I let go of anger at my ex because it did not serve me to keep angry at him. If he could have been the person I wanted him to be we would still have been together. So there was no point in having expectations of him that he could not meet and be angry all the time. I saw that the anger kept me tied to him and I wanted to be free.

I gave up making him wrong and demanding justice. By forgiving him I let go my right to exact vengeance and let him be free to experience whatever life would teach him.  

I released dreams that I had of the life we were going to have and that would no longer take place, and dreams I had for my children that revolved around the life I had thought I would live with them and their Dad. I let go my demands that he be a certain kind of Dad. I let go that I had to conform to his expectations. I let go the insider jokes we had had.   

I dropped there was any hope of resolving our issues.
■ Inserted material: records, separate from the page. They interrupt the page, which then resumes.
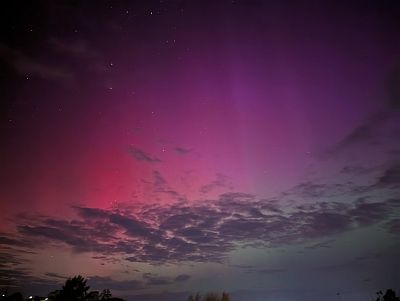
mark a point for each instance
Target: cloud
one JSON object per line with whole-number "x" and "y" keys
{"x": 140, "y": 155}
{"x": 182, "y": 278}
{"x": 55, "y": 275}
{"x": 393, "y": 226}
{"x": 221, "y": 181}
{"x": 203, "y": 232}
{"x": 391, "y": 177}
{"x": 152, "y": 279}
{"x": 75, "y": 47}
{"x": 182, "y": 150}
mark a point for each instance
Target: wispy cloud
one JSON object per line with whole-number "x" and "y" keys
{"x": 203, "y": 232}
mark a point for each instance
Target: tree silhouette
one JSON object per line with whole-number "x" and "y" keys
{"x": 105, "y": 295}
{"x": 210, "y": 297}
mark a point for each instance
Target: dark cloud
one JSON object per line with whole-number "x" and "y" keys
{"x": 182, "y": 150}
{"x": 369, "y": 213}
{"x": 55, "y": 275}
{"x": 221, "y": 181}
{"x": 393, "y": 226}
{"x": 99, "y": 283}
{"x": 391, "y": 177}
{"x": 140, "y": 155}
{"x": 74, "y": 47}
{"x": 182, "y": 278}
{"x": 270, "y": 271}
{"x": 204, "y": 232}
{"x": 152, "y": 279}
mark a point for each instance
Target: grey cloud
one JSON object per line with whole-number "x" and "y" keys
{"x": 221, "y": 181}
{"x": 391, "y": 177}
{"x": 204, "y": 232}
{"x": 99, "y": 282}
{"x": 182, "y": 278}
{"x": 25, "y": 66}
{"x": 393, "y": 226}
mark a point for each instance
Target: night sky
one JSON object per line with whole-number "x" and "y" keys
{"x": 161, "y": 148}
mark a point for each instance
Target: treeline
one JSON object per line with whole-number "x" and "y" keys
{"x": 74, "y": 289}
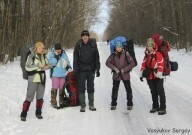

There was nothing but what was really happening in that moment which was that we had irreconcilable differences.

By letting go I felt like somehow I was letting down life. I was giving up. What was the purpose of my life anyhow? Had I missed the mark and failed so miserably that all that was left was to give up in despair? What could possibly redeem my life? By letting go was I just being weak and not trying hard enough? Was this a reflection on my lack of character, and just showing what a feeble individual I was? 

 You know your journey, where you have done all you can, where you have to let go.  As long as you hold on to the past you live in the past. For there to be a new future you have to let go. To let go means that something else can arise in the place of what you let go of.

Questions to ponder: 

1. How am I doing in handling my emotions regarding grief? 

2. What are the areas of letting go that I recognise are occurring in my life right now? 

3. How will letting go invite newness into my life?